The new version of nullabor contains numerical measures that quantify how close the plot of the data is to the null plots in a lineup. It is very difficult to quantify all patterns that might be read from plots, so these should be taken in a spirit ofa Herculean task. The goal is to get some sense of what people are reacting to in a plot, which could be then associated with the text descriptions from people, or with data from an eyetracker.

To illustrate the use of the package, for doing inference using graphics, we adapt an example fro elementary statistics on the color distribution in packs of skittles^TM. Skittles come in different flavored bags - we will use the Wildberry packs, which have purple, red, blue, pink, and green. According to http://www.ask.com.

*“In a batch of candies produced in the Skittles factory, there are equal amounts of the five colors all mixed together before being packaged into separate bags. Consequently, each color should represent approximately 20 percent of any one skittles bag.”*

In 2.17oz bags there are supposed to be 56 skittles on average, give or take some deformities. We can use R to simulate the distribution of colors in a bag of skittles, assuming each color is packed with equal proportion, 20%, and use Alyssa Frazee’s RSkittleBrewer package to color the plot of the data to match the candy colors.

There were 15, 9, 10, 9, 13 purple, red, blue, pink, green skittles, with proportions 0.27, 0.16, 0.18, 0.16, 0.23 respectively. If you were to just look at this distribution, particularly if you don’t like the purple color, you might be tempted to think the Mars company is conspiring against you to put more purple skittles into the packs.

In an early statistics class, this might be tested using a hypothesis test:

Ho: p1=p2=p3=p4=p5 vs Ha: Not all equal

by calculating a X^2 test statistic with expected counts for each color equal to 11.2:

X^2=2.571, df=4, p-value=0.63. This is a large p-value, so you would conclude that there is no evidence to reject Ho, and you would conclude that the packs are actually produced using an equal proportion of all colors.

This requires that the audience knows a little statistics, and understands the logic behind hypothesis testing. If we were to examine the problem using the lineup protocol from visual inference, we would generate another 19 data sets from the null distribution and plot these along with the plot of the data. You would ask **which of the 20 plots is the most different from the others** (a little more general than asking specifically about the purple count, which enables more general discoveries of unexpected patterns).

Your bag is in position 19. There is a lot of variation from one plot to another, which happens when sampling from a uniform distribution. It is not unusual to obtain 15 of one color in a pack. Sampling does not yield a flat distribution each time, numbers of each category can vary wildly in packs of size 56.

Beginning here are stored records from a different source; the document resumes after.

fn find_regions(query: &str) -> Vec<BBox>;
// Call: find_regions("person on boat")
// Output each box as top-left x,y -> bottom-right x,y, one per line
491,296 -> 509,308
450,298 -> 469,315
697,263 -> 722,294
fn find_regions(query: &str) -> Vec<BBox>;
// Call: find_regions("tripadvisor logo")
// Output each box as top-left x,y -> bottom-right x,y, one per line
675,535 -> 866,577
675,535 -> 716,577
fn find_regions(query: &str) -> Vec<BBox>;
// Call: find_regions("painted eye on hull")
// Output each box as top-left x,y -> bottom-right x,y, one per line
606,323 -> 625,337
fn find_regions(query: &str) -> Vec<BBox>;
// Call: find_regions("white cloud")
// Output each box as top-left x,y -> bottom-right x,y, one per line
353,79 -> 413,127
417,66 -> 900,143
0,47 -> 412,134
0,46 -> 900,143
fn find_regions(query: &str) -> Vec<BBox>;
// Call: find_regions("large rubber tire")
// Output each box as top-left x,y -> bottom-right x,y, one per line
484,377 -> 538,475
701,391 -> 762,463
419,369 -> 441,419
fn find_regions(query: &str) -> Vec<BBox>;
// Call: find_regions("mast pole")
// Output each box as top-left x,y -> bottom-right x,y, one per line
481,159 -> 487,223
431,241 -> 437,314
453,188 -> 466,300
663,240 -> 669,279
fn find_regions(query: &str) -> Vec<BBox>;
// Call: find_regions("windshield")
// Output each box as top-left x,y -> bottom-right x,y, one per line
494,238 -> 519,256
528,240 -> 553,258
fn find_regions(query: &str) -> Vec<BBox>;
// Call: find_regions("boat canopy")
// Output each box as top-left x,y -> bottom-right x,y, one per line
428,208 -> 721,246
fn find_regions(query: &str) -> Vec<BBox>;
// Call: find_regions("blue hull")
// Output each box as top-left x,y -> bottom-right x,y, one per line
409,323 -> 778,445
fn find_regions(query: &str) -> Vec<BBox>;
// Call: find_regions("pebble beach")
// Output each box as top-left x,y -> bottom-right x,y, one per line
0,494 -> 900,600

If you are not convinced, here is a new example. Technically, you should not view a lineup of your plotted data, after you have already seen your data. It will always stand out because you recognize it. This time, you have not been told which bag was yours, so you are asked to find the plot among the 20 which has the strangest distribution, as a way to find your bag. We’ll tell you which is yours after you pick, but the answer is at the bottom of this page.

Among the bag counts, there are bags with as few as 1 purple skittle, and as many as 19. There is a bag with 19 red skittles, and yet another with 19 pink skittles, and oh, there is a bag with 20 blue skittles. The numbers of each color vary wildly from bag to bag.

Let’s switch up the scenario. Suppose you really are right, that the Mars company is filling bags with twice as many purple skittles as any other color. What would this look like? Here’s a lineup of your bag of skittles, where the company has filled it with a higher proportion of purple, compared with counts for bags filled using equal numbers. **Pick the plot that is the most different.**

If we were to conduct the hypothesis test for this data, the details would be:

X^2=19, df=4, p-value=0.0008

which would result in rejecting the null hypothesis and concluding that Mars was filling bags with too many purples. The actual proportions used to generate the data were 50% purple, and 12.5% for the other colors. The resulting samples look quite different in the plots, from those that were generated under the assumption that all colors are packed equally.

Using the lineup protocol is similar to the Sesame Street task, “one of these things is not like the other”. It enables illustrating statistical significance or lack of it, with less technical detail than the traditional hypothesis testing requires, and opens the door to many more problems where assumptions underlying formal hypothesis testing are not satisfied.

The second paragraph from http://www.ask.com provides more details on sampling variability:

*“However, due to occasional errors in the mixing process, each small sample of the overall batch will likely have deviations from the 20 percent that each color should represent. In a perfect world, the candy batch would be completely uniform before packaging, resulting in the perfect proportion of Skittles for each bag. Because errors result in minor deviations, Skittles’ consumers can expect to have anywhere from a 15 to 23 percent composition of any color when they open their bag.”*

The nullabor package makes it easy to generate lineups. Details on the package can be found here.

The position of the actual data plot in the latter two lineups were 17 and 7, respectively.